Another potential culprit could be programmers involved with the DefCon Badge project—teams who spend hours hacking projects and puzzles. "If anybody was going to to go through the trouble of trying to game the results it would be those guys," Krebs says.
While it's possible that something like this could happen randomly based on the law of large numbers and just how much text Google Translate is dealing with, not everybody is convinced this is accidental. "Things like this in isolation are very unlikely," says Pedro Domingos, a machine-learning researcher at the University of Washington. And he points out that tricking Google into encrypting your own cypher like this wouldn't be impossible—it simply involves putting up a wall of dummy text and its translation for Google to trawl and learn from. "My guess would be that there is something non-accidental here. Exactly what it was we may not ever find out."
The real answer is probably that Google Translate simply isn’t perfect. Krebs is relatively convinced that this is just a blip in machine learning—that the algorithm simply doesn’t have enough new Latin documents to pull from to help it make sense of Latin text. So when we feed it nonsense text it does the best it can to make meaning from it—to find the connections it thinks we’re seeking from the bank of information it has. “It doesn’t have enough to go on, and in an attempt to impress its creators, it's trying to figure it out on its own,” he says.

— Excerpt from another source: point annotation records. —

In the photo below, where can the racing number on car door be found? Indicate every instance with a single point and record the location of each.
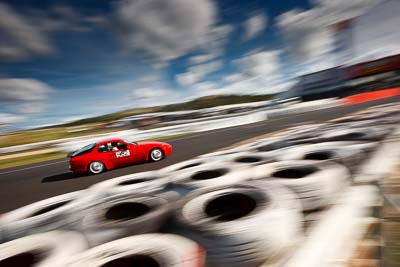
(121, 154)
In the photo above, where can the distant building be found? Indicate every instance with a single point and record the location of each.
(343, 81)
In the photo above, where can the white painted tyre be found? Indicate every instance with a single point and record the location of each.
(223, 153)
(185, 165)
(242, 224)
(150, 250)
(356, 134)
(117, 217)
(318, 184)
(51, 249)
(249, 159)
(268, 145)
(346, 154)
(49, 214)
(137, 183)
(213, 174)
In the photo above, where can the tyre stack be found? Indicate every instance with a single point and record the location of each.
(237, 207)
(242, 224)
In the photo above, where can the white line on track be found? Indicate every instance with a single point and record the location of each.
(34, 167)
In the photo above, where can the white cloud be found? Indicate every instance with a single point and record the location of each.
(149, 93)
(255, 25)
(308, 32)
(7, 119)
(258, 73)
(375, 37)
(166, 29)
(198, 59)
(198, 72)
(16, 90)
(20, 37)
(260, 64)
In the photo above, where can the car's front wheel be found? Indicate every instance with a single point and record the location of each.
(156, 154)
(96, 167)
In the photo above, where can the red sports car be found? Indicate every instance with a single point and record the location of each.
(110, 154)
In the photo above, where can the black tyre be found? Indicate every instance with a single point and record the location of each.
(156, 154)
(96, 167)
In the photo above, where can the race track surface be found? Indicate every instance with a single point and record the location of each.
(26, 184)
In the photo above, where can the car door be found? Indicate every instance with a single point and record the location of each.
(107, 156)
(138, 153)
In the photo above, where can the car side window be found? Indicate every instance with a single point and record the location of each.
(122, 146)
(102, 148)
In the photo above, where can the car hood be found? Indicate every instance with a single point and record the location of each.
(144, 143)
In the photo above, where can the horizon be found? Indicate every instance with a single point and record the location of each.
(64, 61)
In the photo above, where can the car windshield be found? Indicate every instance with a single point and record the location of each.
(83, 150)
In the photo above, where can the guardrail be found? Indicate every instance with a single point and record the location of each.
(71, 144)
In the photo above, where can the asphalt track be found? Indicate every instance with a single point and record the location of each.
(22, 185)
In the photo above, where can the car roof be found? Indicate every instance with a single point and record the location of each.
(110, 141)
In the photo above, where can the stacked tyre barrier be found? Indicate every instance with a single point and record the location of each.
(264, 203)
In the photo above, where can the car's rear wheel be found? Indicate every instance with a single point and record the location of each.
(96, 167)
(156, 154)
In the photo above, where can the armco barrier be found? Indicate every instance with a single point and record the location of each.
(70, 144)
(369, 96)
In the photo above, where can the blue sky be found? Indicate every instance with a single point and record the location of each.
(65, 60)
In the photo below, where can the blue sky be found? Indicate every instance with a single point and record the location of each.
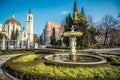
(55, 10)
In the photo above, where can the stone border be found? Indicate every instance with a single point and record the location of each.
(102, 59)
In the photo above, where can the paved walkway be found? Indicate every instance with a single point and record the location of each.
(3, 59)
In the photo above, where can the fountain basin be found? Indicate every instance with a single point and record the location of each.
(80, 59)
(73, 34)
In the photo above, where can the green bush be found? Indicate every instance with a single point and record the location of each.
(38, 69)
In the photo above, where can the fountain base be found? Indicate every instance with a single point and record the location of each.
(76, 59)
(73, 57)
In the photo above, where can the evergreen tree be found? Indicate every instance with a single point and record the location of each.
(16, 34)
(53, 38)
(82, 26)
(67, 27)
(12, 35)
(75, 14)
(92, 31)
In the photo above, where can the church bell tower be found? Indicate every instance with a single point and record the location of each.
(29, 26)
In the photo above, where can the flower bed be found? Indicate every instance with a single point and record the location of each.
(36, 69)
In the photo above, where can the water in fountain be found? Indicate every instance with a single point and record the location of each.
(74, 58)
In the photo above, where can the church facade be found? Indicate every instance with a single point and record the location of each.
(13, 30)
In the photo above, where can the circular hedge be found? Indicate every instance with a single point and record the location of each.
(36, 68)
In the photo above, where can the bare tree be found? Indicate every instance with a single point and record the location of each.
(90, 20)
(107, 23)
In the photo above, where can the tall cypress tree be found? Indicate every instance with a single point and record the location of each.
(67, 27)
(16, 34)
(83, 41)
(75, 14)
(13, 34)
(53, 38)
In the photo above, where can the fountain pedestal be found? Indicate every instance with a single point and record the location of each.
(72, 36)
(73, 50)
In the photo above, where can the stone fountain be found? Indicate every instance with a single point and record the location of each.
(72, 57)
(72, 37)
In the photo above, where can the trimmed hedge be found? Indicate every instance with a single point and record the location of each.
(30, 70)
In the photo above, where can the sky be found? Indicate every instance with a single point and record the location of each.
(55, 10)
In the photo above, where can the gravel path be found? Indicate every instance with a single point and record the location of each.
(3, 59)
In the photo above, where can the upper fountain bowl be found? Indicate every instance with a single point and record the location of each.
(73, 34)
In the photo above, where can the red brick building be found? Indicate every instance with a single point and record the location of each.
(48, 32)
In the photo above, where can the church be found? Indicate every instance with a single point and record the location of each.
(13, 30)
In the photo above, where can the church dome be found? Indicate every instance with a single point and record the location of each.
(13, 21)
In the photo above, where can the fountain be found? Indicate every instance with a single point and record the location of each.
(72, 36)
(74, 58)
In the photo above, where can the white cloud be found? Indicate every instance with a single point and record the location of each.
(65, 12)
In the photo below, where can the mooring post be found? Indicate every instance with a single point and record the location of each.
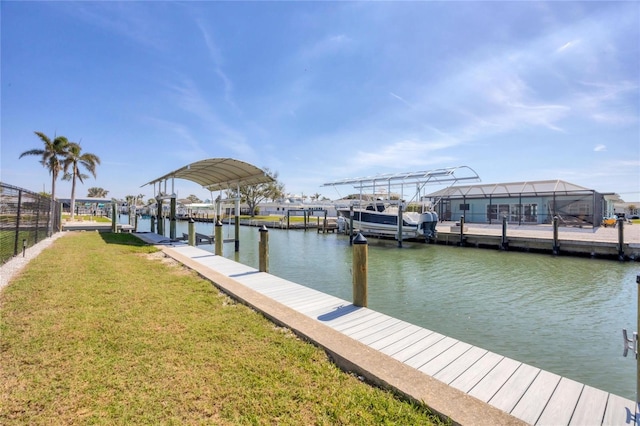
(114, 213)
(399, 225)
(192, 232)
(172, 221)
(360, 266)
(351, 224)
(236, 222)
(556, 243)
(621, 239)
(505, 243)
(159, 216)
(263, 250)
(218, 238)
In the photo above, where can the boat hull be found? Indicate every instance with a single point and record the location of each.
(373, 223)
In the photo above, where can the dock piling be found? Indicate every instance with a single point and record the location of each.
(504, 245)
(360, 266)
(400, 225)
(263, 250)
(192, 232)
(172, 220)
(218, 238)
(556, 243)
(621, 239)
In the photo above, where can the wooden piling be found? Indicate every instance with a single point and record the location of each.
(351, 224)
(399, 225)
(192, 232)
(114, 215)
(172, 220)
(159, 216)
(236, 222)
(504, 245)
(621, 239)
(218, 238)
(360, 266)
(263, 250)
(556, 242)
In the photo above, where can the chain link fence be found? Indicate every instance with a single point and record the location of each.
(24, 219)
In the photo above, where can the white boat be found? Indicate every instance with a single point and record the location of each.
(381, 219)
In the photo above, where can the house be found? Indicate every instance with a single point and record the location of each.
(534, 202)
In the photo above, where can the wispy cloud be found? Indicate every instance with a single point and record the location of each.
(329, 45)
(401, 99)
(216, 58)
(192, 101)
(567, 45)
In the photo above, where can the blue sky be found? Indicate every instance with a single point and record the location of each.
(321, 91)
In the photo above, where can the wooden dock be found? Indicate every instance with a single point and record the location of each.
(528, 393)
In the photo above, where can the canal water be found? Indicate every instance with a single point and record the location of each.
(561, 314)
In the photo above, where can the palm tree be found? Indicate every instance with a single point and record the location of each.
(73, 159)
(50, 157)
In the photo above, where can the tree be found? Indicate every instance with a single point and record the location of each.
(74, 158)
(51, 157)
(254, 194)
(95, 192)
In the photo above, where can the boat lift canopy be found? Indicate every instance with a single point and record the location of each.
(449, 176)
(217, 174)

Humans are good at this kind of patterning and meaning making out of nonsensical data, too. "Lorem ipsum" is used because it is meaningless, but we assume the information we get back from Google must be meaningful, so we try to map what it means back onto the results we’ve got. Which is how we end up here—wondering whether a failure in Google Translate is actually a secret Chinese code.
Then again, maybe it is. Krebs reminds me of the famous Joseph Heller quote: “Just because you're paranoid doesn't mean they aren't after you.